Born in Bradford, Yorkshire, England, Anderson achieved much in the world of heraldry. He was elected a Fellow of the Royal Heraldry Society of Canada in 1988. In 1992 he was awarded the Commemorative Medal for the 125th Anniversary of the Confederation of Canada. Having been a consultant at the Canadian Heraldic Authority since its inception in 1988, Anderson was appointed Cowichan Herald Extraordinary at the Authority in 1999. More recently, he received the Queen Elizabeth II Golden Jubilee Medal.

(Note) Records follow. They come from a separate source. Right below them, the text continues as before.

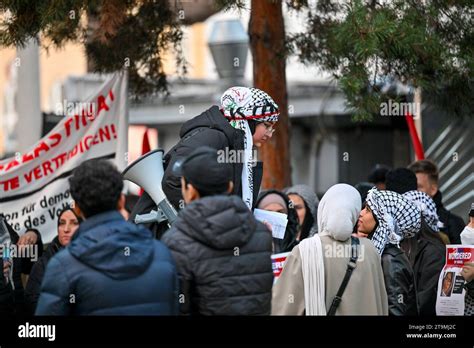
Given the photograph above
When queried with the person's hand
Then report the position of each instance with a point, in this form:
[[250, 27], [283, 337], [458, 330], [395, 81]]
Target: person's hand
[[468, 271], [29, 238]]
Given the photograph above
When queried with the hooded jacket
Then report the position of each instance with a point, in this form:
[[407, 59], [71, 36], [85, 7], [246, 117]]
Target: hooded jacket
[[223, 258], [111, 267], [35, 279], [210, 128], [12, 300]]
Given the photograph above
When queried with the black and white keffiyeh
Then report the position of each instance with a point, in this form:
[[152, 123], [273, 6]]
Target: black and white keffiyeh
[[398, 218], [427, 206], [240, 104]]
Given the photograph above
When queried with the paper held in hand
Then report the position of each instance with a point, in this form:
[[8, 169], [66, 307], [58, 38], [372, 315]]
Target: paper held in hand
[[451, 292], [276, 220]]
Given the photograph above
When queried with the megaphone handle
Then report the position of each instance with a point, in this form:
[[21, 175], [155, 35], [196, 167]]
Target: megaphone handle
[[168, 210]]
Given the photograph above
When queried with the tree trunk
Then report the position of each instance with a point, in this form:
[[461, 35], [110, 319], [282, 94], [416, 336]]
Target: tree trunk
[[267, 38]]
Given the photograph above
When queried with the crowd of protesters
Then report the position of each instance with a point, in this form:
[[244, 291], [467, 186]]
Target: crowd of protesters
[[216, 257]]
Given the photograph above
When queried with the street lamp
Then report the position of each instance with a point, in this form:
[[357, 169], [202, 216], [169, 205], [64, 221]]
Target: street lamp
[[228, 43]]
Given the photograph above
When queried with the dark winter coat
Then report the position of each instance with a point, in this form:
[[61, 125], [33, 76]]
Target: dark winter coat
[[111, 267], [427, 254], [12, 301], [223, 258], [452, 224], [211, 129], [33, 286], [399, 282]]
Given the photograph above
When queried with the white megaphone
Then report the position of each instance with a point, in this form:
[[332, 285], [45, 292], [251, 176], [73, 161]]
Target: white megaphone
[[147, 172]]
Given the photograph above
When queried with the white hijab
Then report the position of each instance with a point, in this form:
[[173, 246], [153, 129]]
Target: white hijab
[[337, 215]]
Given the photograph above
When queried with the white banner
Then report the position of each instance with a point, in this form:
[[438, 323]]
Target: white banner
[[34, 185]]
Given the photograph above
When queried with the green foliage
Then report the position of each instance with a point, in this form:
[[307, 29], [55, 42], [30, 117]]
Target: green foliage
[[427, 44]]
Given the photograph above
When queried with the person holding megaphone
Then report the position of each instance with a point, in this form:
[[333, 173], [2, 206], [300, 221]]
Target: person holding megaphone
[[245, 118]]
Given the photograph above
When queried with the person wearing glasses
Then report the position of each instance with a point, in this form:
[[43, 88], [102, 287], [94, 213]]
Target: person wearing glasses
[[245, 119]]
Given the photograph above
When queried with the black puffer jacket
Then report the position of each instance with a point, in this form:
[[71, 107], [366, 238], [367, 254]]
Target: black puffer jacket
[[12, 301], [427, 253], [399, 282], [211, 129], [33, 286], [223, 258]]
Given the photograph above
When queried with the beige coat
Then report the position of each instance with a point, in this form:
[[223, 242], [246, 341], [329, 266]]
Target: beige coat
[[364, 295]]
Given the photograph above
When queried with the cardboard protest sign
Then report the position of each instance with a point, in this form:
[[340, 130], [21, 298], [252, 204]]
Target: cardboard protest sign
[[451, 292], [278, 262]]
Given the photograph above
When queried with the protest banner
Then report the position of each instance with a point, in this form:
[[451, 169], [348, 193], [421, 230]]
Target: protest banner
[[451, 292], [34, 184]]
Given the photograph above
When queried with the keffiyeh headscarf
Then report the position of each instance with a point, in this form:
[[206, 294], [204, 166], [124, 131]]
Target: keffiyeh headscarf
[[398, 218], [427, 206], [239, 105]]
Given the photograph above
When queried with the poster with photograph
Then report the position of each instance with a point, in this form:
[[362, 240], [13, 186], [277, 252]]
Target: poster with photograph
[[451, 293]]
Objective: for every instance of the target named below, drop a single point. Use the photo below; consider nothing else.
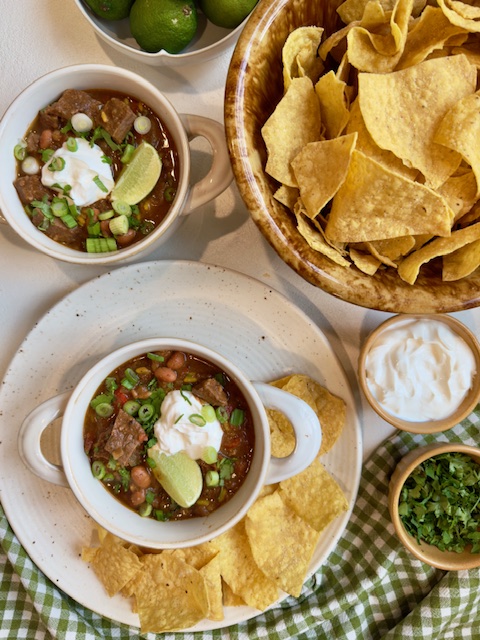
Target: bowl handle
(308, 432)
(29, 439)
(220, 175)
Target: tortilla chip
(431, 32)
(170, 595)
(326, 158)
(282, 543)
(461, 14)
(296, 132)
(409, 268)
(240, 571)
(300, 55)
(314, 495)
(377, 52)
(402, 111)
(114, 564)
(374, 203)
(460, 130)
(331, 92)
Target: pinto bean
(176, 360)
(137, 497)
(165, 374)
(45, 139)
(140, 477)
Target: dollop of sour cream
(419, 370)
(81, 170)
(176, 432)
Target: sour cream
(419, 370)
(175, 431)
(82, 168)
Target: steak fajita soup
(170, 435)
(74, 158)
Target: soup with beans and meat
(162, 403)
(73, 155)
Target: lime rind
(139, 176)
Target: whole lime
(110, 9)
(163, 24)
(227, 13)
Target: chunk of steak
(31, 188)
(117, 118)
(126, 439)
(212, 392)
(73, 101)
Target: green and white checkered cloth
(369, 588)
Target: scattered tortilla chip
(314, 495)
(374, 203)
(169, 594)
(114, 564)
(328, 158)
(297, 132)
(402, 111)
(285, 563)
(409, 268)
(240, 571)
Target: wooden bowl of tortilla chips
(353, 134)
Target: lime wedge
(179, 475)
(139, 176)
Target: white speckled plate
(256, 327)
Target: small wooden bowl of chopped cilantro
(434, 504)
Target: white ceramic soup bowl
(45, 90)
(109, 512)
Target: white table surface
(36, 37)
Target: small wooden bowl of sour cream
(421, 373)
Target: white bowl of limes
(168, 32)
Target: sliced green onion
(222, 414)
(100, 184)
(145, 412)
(127, 153)
(59, 207)
(145, 510)
(106, 215)
(208, 412)
(81, 122)
(132, 376)
(197, 419)
(212, 478)
(57, 164)
(30, 166)
(94, 229)
(98, 469)
(131, 407)
(104, 410)
(119, 225)
(122, 208)
(210, 455)
(142, 124)
(72, 144)
(20, 151)
(237, 417)
(69, 221)
(100, 245)
(47, 154)
(155, 357)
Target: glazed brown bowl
(253, 89)
(446, 560)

Anderson's arms were matriculated and recorded in the Court of the Lord Lyon and they were registered with the Canadian Heraldic Authority on 22 June 1992. The arms are blazoned Or on a Saltire engrailed Sable between a Mullet in chief and another in base Azure and as many Anchors in the flanks Gules a Rose Argent barbed and seeded Or all within a Bordure counter compony Or and Sable. His crest is A Griffin segreant Erminois membered armed beaked and ducally crowned Or supporting in its talons an Anchor Gules.

He died in Duncan, British Columbia, in November 2012. A Celebration of his life was held at the Shawnigan Lake School Chapel on December 8, 2012, with music playing on the organ that Anderson built.